Durante el emotivo acto, la memoria familiar y el valor humano de la construcción cobraron protagonismo tras las palabras de Miguel Mathus Escorihuela, descendiente directo del fundador. El familiar evocó divertidas anécdotas del espíritu visionario del empresario y repasó la crudeza del desarraigo que vivió al llegar desde Europa. Asimismo, conmovió a los presentes al recordar cómo Escorihuela Gascón —considerado un verdadero hombre de bien y virtuoso— buscó en Buenos Aires a la humilde mujer que le dio cobijo en sus primeros días en el país para obsequiarle un departamento propio como muestra de eterna gratitud.
La entrega del prestigioso reconocimiento que recibió el Pasaje San Martín: mirá el video
Entre las curiosidades históricas que rodean a este ícono urbano, la administradora recordó el inicial escepticismo de los mendocinos ante la audaz construcción en altura tras el trauma del gran sismo de 1861. Para vencer la desconfianza de los futuros inquilinos y demostrar la solidez de la pionera estructura de hormigón armado, las autoridades de la época debieron recurrir a estrategias insólitas para habitarlo. “Al principio le regalaban el alquiler en el Pasaje San Martín porque le tenían miedo a que se iba a hundir”, reveló Arcaná sobre aquellos primeros meses en los que la cautela popular miraba con recelo a la majestuosa obra.

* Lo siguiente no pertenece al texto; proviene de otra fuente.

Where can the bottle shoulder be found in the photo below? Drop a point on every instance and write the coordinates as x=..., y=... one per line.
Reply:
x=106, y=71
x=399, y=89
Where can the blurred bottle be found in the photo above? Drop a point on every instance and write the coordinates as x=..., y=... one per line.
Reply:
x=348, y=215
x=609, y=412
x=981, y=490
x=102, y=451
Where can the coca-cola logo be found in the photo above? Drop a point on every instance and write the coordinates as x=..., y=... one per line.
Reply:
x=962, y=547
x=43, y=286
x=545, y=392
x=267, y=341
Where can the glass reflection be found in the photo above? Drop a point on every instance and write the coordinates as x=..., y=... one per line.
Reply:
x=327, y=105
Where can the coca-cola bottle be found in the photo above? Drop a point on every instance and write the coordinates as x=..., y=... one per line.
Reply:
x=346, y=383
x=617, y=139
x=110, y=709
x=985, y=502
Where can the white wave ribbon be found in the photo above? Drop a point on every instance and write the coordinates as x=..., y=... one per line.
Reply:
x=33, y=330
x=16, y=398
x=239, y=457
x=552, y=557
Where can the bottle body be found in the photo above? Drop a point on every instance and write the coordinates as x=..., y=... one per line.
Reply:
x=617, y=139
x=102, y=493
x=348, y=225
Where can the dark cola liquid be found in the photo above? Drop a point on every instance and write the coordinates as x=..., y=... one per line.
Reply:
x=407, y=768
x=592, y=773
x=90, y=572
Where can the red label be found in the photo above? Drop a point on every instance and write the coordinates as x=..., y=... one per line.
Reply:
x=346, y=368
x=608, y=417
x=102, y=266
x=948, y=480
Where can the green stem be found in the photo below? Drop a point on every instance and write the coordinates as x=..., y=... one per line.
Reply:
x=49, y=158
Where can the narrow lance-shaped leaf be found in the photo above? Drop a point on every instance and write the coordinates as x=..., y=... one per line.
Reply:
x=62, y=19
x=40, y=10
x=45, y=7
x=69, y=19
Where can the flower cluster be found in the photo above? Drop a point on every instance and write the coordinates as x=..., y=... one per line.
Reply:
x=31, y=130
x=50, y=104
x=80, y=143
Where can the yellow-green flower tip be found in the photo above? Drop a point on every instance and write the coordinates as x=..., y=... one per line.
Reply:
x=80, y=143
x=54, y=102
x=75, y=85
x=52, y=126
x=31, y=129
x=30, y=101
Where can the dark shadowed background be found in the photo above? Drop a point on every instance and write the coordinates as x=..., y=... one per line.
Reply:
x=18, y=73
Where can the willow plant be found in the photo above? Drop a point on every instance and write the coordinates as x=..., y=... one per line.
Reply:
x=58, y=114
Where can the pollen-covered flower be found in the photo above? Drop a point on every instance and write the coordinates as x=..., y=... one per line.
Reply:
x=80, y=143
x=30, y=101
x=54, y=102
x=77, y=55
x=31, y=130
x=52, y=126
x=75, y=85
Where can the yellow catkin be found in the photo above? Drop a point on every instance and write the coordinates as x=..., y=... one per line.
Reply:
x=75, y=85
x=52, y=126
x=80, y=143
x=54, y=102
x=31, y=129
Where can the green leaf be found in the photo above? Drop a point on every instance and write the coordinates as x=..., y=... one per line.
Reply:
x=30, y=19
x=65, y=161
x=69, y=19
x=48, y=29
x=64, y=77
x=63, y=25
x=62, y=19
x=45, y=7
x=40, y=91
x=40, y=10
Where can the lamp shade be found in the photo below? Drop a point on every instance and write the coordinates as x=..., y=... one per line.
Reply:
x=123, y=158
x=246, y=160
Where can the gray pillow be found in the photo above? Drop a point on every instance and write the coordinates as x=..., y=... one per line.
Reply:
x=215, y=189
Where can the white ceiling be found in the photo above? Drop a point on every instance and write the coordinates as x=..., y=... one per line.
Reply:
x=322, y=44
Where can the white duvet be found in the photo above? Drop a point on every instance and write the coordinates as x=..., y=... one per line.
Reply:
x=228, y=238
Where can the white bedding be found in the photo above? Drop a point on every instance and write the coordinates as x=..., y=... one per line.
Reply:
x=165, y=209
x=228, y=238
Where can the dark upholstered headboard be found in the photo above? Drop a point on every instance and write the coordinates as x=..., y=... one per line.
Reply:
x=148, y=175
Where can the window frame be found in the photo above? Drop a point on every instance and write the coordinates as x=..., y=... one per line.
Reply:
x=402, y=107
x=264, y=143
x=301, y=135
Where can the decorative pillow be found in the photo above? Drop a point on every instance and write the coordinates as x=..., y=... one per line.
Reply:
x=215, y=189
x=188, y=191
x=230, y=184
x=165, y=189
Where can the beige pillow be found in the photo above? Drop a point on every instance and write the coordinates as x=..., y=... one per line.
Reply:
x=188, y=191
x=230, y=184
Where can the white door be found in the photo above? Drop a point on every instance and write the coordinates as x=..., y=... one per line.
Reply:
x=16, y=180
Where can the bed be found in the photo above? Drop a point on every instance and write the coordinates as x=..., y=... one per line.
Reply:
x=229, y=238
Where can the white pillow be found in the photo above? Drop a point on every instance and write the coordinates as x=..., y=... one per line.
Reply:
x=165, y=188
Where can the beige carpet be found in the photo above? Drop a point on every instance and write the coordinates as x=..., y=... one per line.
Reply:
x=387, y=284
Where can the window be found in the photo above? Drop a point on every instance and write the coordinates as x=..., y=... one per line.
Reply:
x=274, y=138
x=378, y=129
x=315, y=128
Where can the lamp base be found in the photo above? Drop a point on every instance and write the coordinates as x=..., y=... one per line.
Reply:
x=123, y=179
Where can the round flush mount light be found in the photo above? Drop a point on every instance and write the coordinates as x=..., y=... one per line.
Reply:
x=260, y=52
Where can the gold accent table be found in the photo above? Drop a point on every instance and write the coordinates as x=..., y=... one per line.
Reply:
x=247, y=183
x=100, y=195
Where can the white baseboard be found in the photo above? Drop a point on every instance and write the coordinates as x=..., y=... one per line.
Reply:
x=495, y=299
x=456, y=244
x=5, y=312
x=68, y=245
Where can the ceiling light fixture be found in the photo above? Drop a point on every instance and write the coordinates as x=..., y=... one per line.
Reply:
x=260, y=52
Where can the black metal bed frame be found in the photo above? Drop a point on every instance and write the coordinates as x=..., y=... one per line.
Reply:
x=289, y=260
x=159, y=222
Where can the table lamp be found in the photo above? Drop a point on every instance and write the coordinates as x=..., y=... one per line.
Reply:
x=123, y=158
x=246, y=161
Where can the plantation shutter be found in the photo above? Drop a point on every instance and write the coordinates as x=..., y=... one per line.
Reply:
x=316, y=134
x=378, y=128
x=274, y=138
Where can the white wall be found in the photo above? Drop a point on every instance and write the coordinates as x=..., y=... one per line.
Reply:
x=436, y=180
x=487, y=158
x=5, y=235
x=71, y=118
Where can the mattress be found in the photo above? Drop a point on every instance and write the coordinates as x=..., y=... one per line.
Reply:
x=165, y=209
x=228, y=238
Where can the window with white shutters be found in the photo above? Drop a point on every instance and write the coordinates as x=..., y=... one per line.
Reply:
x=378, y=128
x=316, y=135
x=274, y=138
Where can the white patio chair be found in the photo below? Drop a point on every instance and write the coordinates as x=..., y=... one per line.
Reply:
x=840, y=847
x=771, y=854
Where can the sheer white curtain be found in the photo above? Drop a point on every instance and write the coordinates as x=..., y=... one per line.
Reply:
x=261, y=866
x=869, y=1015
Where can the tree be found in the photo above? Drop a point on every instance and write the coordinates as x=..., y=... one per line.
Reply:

El impacto de una joya vanguardista en el microcentro
Inaugurado en la primavera de 1926 en la histórica esquina de San Martín y Sarmiento, la obra ideada por Miguel Escorihuela Gascón representó un hito constructivo. Fue la primera mole de altura en la provincia edificada con hormigón armado y diseño sismorresistente, trasladando al ámbito inmobiliario la misma filosofía de innovación tecnológica y lectura del territorio que el empresario aplicó en la vitivinicultura.
La belleza visual del pasaje radica en su impronta ecléctica y en la asombrosa manufactura de sus vitrales, confeccionados artesanalmente en talleres franceses mediante métodos a base de carbón. Esos icónicos tragaluces ornamentales iluminan las galerías interiores bajo imponentes cúpulas, conectando la actividad comercial con sectores residenciales en un formato totalmente revolucionario para los años veinte.
Sostenibilidad urbana y una mirada hacia el futuro
A lo largo del tiempo, la preservación de esta joya demandó soluciones de ingeniería de alta complejidad. A finales del siglo pasado, tras advertirse desplazamientos en el terreno por filtraciones de agua, especialistas de la Universidad Tecnológica Nacional ejecutaron un complejo recalce de cimientos mediante columnas subterráneas de cemento, garantizando la estabilidad del inmueble sin alterar su diseño original.
Lejos de tratarse de una reliquia estática, el Pasaje San Martín revalida hoy su condición de faro cultural en pleno corazón mendocino. Sus tres ascensores Otis originales continúan operativos a punto de cumplir cien años de uso diario, demostrando que la audacia técnica del pasado puede convivir de forma dinámica con las exigencias del turismo y el comercio contemporáneo.